Once the exact role of genetic testing for eye care is established, incorporating it into clinical practice will offer an additional benefit in the UK as we enter an era of customised patient care. It should improve our understanding of the likelihood of a patient developing AMD and potentially help to pinpoint which supplements might offer the greatest benefit. Such testing could either be offered through NHS care pathways or as a private lab test offered by the practice.
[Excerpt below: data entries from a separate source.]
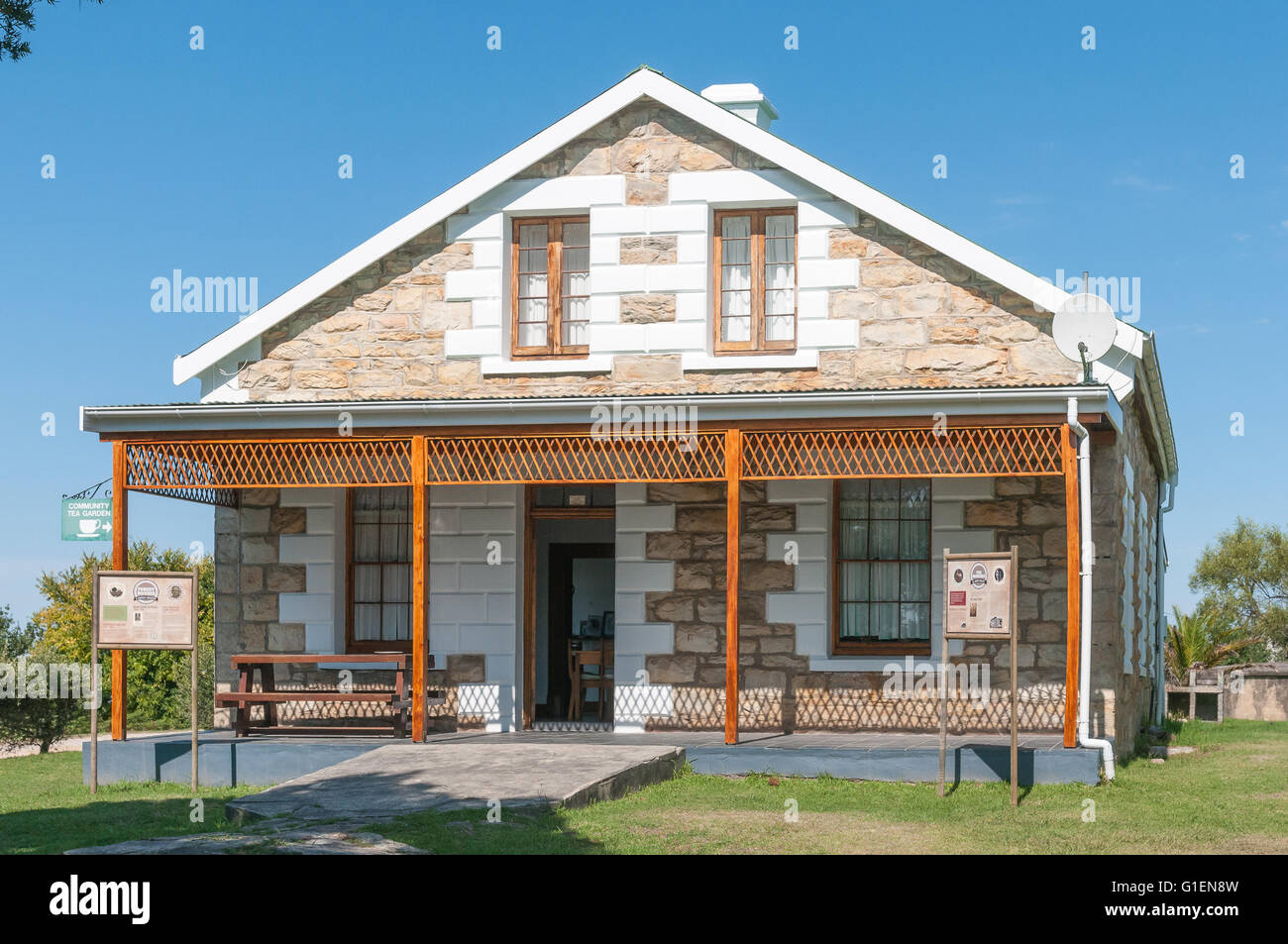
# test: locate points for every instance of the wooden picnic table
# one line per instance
(398, 697)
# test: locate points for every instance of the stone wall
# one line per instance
(1122, 633)
(923, 321)
(778, 687)
(249, 578)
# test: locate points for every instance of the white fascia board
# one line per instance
(411, 226)
(674, 95)
(841, 406)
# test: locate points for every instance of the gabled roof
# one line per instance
(643, 82)
(1116, 369)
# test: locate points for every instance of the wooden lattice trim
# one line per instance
(267, 464)
(576, 458)
(952, 452)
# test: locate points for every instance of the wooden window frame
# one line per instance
(369, 646)
(553, 349)
(897, 647)
(758, 344)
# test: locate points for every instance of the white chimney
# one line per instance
(745, 101)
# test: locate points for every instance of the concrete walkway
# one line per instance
(402, 778)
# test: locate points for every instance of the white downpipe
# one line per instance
(1089, 562)
(1160, 616)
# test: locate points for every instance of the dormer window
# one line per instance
(550, 287)
(755, 281)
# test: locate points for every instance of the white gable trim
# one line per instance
(642, 82)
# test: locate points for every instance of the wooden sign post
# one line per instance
(142, 609)
(980, 592)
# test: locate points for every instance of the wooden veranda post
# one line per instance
(1073, 590)
(120, 562)
(733, 543)
(419, 582)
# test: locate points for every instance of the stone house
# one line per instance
(649, 334)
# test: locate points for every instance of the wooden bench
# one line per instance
(398, 697)
(1205, 686)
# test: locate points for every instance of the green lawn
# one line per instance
(44, 806)
(1231, 796)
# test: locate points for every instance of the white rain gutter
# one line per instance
(715, 407)
(1087, 553)
(1160, 616)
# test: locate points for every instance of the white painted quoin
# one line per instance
(476, 532)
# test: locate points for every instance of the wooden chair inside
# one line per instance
(591, 669)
In conclusion, as more than 80% of patients with late-stage AMD have a genetic predisposition, their first-degree relatives, particularly siblings, should have regular routine eye examinations.

Modifiable risk factors

The most commonly cited modifiable risk factors for AMD in eye care practice are smoking, poor diet and exposure to ultraviolet (UV) and short wavelength light. Each of these will be considered in turn.

Smoking

Several epidemiological studies across the world have demonstrated how smoking is a major modifiable risk factor. It is frequently associated with more severe forms of AMD,^20-23 and increases the likelihood of both eyes being affected.²⁴

Current smokers have a two to four-fold increase in risk of developing AMD when compared to patients that never smoked.^25-27 Current and former smokers were found to have an increased prevalence of late AMD, although a more recent study also found an association of early AMD features with smoking.²⁸ Levels of smoking are classified as pack-years. The number of pack-years smoked better reflects the amount of exposure over a lifetime of smoking. To calculate pack-years of smoking, the average number of cigarettes smoked per day is divided by 20 to give packs per day and multiplied by the total number of years of smoking. The increased AMD risk appears to be higher in those patients who have smoked 20 pack-years and more.^{23, 29} There is bad news for people living with smokers too: passive smoking; living with a smoker for five years or more, increases the risk for AMD among non-smokers.^{25, 30}

Cigarette smoke promotes molecular and pathological changes that may establish the ideal macular microenvironment for the development of AMD²³ and has been linked to cellular changes in all retinal layers,²² particularly the retinal pigment epithelium (RPE).^{23, 31} These cellular changes involve a variety of mechanisms, including vascular inflammation and endothelial dysregulation,^{23, 32} oxidative damage,^33-35 toxic damage, and histopathological changes.^{23, 36}

Cigarette smoke also induces ‘pro-inflammatory’ changes in the RPE, through an important part of the immune system: increased expression of complement activation products with reduced expression of complement regulators.³⁷ Cigarette smoke contains a large number of pro-oxidant compounds that increase oxidative stress, resulting in damage to the RPE and the alterations in the metabolic support of the RPE, ultimately causing apoptosis of the photoreceptors.³⁸ Oxidative stress is also thought to be pivotal in lipofuscin and drusen formation.²³ Examples of pro-oxidant compounds in cigarette smoke include nicotine and cadmium, though the most abundant is hydroquinone, which is also found in processed foods, plastic containers and atmospheric pollutants.³⁹

Nicotine, specifically, has been found to cause vasoconstriction and is thought to impair choroidal blood flow.³² Hydroquinone is thought to be a key factor in the pathogenesis of dry AMD as well in the development of choroidal neovascularisation.³⁵ Cigarette smoke can also cause toxic damage of the mitochondrial DNA within the RPE cell, contributing to the formation of drusen in individuals who are cigarette smokers.²³

Although electronic cigarettes deliver lower levels of carcinogens than do conventional cigarettes, and therefore may pose less cancer risk to users (albeit not zero cancer risk), they still expose users to ultrafine particles and other toxins that may substantially increase cardiovascular and non-cancer lung disease risk.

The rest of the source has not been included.